Semelhanças entre as habitações vernaculares de Santana e as habitações “Gassho-zukuri” do Japão

No Japão rural existem três aldeias históricas que fazem a delícia daqueles que querem conhecer os modos de vida tradicionais nipónicos. Estas aldeias históricas com cerca de 400 anos são Ogimachi em Shirakawa-go, Suganuma e Ainokura em Gokayama, todas elas também hoje Património Mundial da UNESCO desde 1995.

Estas aldeias têm em comum uma cultura própria decorrente do isolamento em que viveram devido as enormes dificuldades nas acessibilidades e por serem áreas onde mais neva no Japão. Este isolamento teve reflexos na cultura, nas tradições, e nas edificações que as caraterizam. Esta forma distinta de habitar e construir aproveita os recursos que a natureza dá atendendo a diversidade de arvores e outras plantas que estas ilhas vulcânicas oferecem.


Estas aldeias localizadas ao longo do Rio Sho-Kawa, são únicas por terem edificações cujas coberturas são feitas de palha com forte inclinação (com cerca de 60º), conhecidas como “Gassho-zukuri”, que significa “mãos juntas em oração”, atendendo a semelhança deste método construtivo com duas mãos que em oração se cruzam entrelaçando os dedos. A finalidade desta cobertura é ser capaz de suportar e escoar a neve que abundantemente cai nestes locais. Estas habitações causam alguma curiosidade atendendo que relativamente a casa japonesa convencional, por serem de maiores dimensões, possuem 3 e 4 pisos, podendo assim acomodar famílias numerosas. Outra curiosidade a assinalar é que nestas casas os seus habitantes também criavam o bicho da seda (sericultura), sendo que nas habitações de maiores dimensões se produzia o papel washi e o nitro, matéria prima de uso na fabricação da pólvora.




Quanto as suas coberturas em “Kaya” (palha de arroz), são presas por amarrações em corda à estrutura de madeira das casas, pelo que não são utilizados pregos, ferragens de nenhuma natureza ou argamassas.
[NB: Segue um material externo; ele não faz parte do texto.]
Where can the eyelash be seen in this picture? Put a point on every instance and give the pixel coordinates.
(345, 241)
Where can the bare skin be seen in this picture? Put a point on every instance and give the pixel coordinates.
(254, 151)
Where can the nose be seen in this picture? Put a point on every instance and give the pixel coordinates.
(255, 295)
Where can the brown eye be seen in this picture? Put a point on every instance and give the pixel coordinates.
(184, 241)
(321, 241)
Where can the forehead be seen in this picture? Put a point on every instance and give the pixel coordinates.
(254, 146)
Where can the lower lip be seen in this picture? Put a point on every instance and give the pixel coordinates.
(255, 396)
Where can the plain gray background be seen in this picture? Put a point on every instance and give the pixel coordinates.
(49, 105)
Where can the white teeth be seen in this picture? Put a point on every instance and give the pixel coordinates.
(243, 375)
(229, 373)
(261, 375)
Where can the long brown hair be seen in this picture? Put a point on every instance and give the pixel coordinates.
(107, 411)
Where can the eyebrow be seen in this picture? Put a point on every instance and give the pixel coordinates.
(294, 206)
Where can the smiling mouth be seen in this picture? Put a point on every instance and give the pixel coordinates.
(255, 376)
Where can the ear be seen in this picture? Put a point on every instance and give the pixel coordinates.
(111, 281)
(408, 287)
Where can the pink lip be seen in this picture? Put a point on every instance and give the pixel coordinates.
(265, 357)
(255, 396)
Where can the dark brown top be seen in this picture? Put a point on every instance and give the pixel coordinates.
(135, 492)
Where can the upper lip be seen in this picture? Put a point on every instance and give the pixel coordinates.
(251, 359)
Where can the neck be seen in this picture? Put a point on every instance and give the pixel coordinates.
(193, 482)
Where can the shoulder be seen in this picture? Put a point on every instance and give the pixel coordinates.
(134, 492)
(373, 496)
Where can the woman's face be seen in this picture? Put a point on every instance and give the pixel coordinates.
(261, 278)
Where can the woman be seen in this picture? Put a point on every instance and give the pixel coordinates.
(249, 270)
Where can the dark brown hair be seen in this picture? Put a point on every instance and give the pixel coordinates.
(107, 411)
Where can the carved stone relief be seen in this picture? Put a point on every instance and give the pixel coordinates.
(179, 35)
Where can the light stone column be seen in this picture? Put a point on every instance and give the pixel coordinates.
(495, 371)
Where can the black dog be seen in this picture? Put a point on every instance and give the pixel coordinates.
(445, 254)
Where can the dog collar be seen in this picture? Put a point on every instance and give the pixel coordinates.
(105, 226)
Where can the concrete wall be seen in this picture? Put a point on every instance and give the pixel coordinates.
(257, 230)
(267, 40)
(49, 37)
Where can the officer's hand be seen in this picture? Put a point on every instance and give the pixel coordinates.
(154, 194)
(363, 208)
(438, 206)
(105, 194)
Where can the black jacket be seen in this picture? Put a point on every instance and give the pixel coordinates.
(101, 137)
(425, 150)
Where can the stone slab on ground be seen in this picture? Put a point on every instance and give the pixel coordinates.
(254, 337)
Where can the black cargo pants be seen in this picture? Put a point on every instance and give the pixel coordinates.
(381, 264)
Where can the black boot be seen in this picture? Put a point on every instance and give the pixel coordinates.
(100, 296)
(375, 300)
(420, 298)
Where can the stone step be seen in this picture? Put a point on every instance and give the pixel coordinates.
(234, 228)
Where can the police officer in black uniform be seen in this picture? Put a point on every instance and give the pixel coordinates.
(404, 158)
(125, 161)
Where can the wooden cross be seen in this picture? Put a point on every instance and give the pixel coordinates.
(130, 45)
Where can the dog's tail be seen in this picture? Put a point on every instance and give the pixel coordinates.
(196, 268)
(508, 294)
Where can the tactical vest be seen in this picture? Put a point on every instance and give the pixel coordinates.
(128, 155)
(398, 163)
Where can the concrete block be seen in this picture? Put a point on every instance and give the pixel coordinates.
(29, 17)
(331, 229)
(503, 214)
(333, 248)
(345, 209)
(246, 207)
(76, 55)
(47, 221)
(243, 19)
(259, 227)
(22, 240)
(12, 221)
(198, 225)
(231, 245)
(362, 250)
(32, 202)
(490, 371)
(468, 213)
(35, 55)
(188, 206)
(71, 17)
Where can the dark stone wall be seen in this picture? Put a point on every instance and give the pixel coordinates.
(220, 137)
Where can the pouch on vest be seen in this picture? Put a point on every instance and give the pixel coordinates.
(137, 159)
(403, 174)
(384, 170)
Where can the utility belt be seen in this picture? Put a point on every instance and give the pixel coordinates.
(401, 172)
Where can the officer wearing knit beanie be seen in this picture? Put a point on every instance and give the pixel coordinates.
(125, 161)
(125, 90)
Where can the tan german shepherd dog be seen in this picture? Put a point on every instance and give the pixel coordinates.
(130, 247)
As necessárias trocas de componentes resultantes do desgaste e envelhecimento natural é feito de forma comunitária, juntando voluntários naturais da terra e atualmente também de fora, numa prática secular de interajuda que é mais um dos costumes destas populações que viviam isoladas, fortalecendo assim os laços sociais entre os residentes.

Relativamente a utilização destas casas antigamente e conforme a sua dimensão, se organizavam da seguinte forma: o primeiro piso era reservado as famílias, o segundo piso para os funcionários, o terceiro piso era reservado como área de trabalho, sendo que o quarto piso era reservado para o armazenamento dos alimentos e/ou para a sericultura.

As Casa Santana – construção vernacular (Ilha da Madeira)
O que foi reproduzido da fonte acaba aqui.